Google plies at marketing itself at the moment, launching and sending to about 1,500 UK partners and advertisers its nicely laid-out 64-page online magazine that can be read either on e-readers with Flash support or enjoyed as separate web-optimized articles.
Matt Brittin, Google’s UK chief executive: “In a world of accelerating change, we all need time to reflect. Think Quarterly is a breathing space in a busy world. It’s a place to take time out and consider what’s happening and why it matters.”
Most likely, Google is after a computational approach to delivering information, specifically news. Many portals are becoming content fronts for the publishing industry, which is taking over digital trends in large part thanks to real-time data sharing and the far-reaching social network platforms, like Facebook.
Last month, Google launched a new payment system for publishers, Google One Pass, through which the company takes only 10% of revenues compared to Apple with 30 percent. Google went even further with digitalizing books, a plan that has been carried out since 2004, now having over 12 million titles, and proposed a settlement of copyright claims that was in the end rejected by a federal court.
“Like many others, we believe this agreement has the potential to open-up access to millions of books that are currently hard to find in the US today,” said Hilary Ware, managing counsel at Google. “Regardless of the outcome, we’ll continue to work to make more of the world’s books discoverable online through Google Books and Google eBooks.”
In recent years, Google competitor Baidu has faced copyright allegations as well, Baidu and China in general being seen as a haven for piracy of all kinds of products, such as music, videos, books and so on.
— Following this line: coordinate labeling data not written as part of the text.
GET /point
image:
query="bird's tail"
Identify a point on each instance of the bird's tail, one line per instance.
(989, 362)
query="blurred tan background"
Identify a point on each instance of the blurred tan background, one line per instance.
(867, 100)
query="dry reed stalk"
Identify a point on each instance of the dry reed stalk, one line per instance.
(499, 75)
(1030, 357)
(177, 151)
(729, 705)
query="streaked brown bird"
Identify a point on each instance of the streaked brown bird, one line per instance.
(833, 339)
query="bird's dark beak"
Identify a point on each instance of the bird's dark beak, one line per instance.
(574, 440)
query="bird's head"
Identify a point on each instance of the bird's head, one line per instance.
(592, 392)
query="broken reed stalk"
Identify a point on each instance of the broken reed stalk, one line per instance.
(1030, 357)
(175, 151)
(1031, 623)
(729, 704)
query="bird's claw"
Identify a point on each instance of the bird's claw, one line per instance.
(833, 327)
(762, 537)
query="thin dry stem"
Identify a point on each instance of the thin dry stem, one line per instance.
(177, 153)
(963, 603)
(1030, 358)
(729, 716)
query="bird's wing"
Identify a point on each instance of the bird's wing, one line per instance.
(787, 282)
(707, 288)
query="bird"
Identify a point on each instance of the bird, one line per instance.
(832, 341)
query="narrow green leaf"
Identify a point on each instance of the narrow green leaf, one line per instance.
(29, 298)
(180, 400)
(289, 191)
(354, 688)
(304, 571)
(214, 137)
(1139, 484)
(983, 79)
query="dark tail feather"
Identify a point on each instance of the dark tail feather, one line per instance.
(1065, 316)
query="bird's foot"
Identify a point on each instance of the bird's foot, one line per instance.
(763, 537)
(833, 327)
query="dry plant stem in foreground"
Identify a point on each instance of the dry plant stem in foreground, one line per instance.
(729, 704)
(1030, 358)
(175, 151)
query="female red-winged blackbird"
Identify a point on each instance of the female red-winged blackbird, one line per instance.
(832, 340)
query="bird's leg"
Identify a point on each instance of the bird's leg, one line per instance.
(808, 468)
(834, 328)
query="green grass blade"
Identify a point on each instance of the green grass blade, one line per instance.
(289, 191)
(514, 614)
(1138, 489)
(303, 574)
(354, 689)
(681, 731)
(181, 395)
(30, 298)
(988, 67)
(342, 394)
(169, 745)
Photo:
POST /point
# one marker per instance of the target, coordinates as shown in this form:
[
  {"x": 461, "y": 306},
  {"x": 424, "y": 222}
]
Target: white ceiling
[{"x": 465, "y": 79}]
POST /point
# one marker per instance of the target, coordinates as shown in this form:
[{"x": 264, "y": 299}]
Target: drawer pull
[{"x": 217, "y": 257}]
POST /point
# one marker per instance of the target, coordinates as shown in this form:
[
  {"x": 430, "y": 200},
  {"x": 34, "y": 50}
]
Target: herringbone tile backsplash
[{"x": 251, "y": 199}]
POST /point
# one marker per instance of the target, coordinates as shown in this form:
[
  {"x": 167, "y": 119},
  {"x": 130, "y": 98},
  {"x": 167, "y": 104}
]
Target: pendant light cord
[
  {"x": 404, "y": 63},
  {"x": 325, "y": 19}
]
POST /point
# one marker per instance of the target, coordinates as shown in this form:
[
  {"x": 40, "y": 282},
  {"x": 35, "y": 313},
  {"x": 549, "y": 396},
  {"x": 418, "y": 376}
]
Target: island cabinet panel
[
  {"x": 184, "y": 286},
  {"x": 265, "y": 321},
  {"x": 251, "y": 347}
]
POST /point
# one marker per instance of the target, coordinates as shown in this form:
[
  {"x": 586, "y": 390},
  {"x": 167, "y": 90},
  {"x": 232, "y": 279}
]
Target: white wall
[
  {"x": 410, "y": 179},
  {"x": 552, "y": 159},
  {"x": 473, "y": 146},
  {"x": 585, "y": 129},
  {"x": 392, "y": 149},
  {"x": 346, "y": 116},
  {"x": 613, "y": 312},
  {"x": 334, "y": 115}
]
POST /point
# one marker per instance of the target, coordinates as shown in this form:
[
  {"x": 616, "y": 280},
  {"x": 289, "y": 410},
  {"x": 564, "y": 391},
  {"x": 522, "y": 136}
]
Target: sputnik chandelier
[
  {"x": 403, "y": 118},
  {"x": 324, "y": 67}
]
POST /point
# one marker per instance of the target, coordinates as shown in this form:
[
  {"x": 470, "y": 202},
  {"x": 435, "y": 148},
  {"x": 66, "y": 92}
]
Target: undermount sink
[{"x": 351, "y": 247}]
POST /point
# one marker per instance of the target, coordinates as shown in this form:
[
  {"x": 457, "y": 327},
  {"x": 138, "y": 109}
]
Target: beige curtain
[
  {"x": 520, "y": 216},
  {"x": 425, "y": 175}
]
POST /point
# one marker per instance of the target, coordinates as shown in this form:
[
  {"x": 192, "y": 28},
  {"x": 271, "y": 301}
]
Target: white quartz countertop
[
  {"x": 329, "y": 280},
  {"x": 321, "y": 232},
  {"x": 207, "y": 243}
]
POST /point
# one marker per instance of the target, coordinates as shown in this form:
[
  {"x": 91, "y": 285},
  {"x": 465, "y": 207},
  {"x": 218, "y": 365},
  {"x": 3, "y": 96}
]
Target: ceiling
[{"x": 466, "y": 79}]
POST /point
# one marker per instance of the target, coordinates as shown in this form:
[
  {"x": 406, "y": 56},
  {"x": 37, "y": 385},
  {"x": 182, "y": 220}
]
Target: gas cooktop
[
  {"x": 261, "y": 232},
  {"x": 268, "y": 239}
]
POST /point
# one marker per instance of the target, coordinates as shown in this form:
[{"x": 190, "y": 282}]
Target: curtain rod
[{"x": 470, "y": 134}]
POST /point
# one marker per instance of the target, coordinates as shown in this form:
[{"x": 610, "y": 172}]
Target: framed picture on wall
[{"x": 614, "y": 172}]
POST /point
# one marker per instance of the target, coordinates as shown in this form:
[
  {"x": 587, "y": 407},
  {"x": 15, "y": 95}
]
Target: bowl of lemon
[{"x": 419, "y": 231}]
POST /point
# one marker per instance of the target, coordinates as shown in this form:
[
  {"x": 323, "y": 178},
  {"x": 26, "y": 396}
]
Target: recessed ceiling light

The company has been testing a technology that ‘eliminates copyright-infringing content already uploaded on its platform, but also enables automatic rejection of future problematic uploads’.
We could say that the digital reading trend is starting to take off if we look at data from International Data Corporation saying that worldwide, 10.1 million tablets were shipped in Q4, up from 4.5 million in Q3. Ereader shipments rose from 3 million in 2009 to 12.8 million in 2010. Boston Consulting Group reveals that the number will certainly increase as tablet and ereader purchase intentions are high, especially among those who are already familiar with the devices. Half of internet users in the US who knew about tablets and ereaders planned to buy one in the next year, and 70% were considering a purchase in the next three years.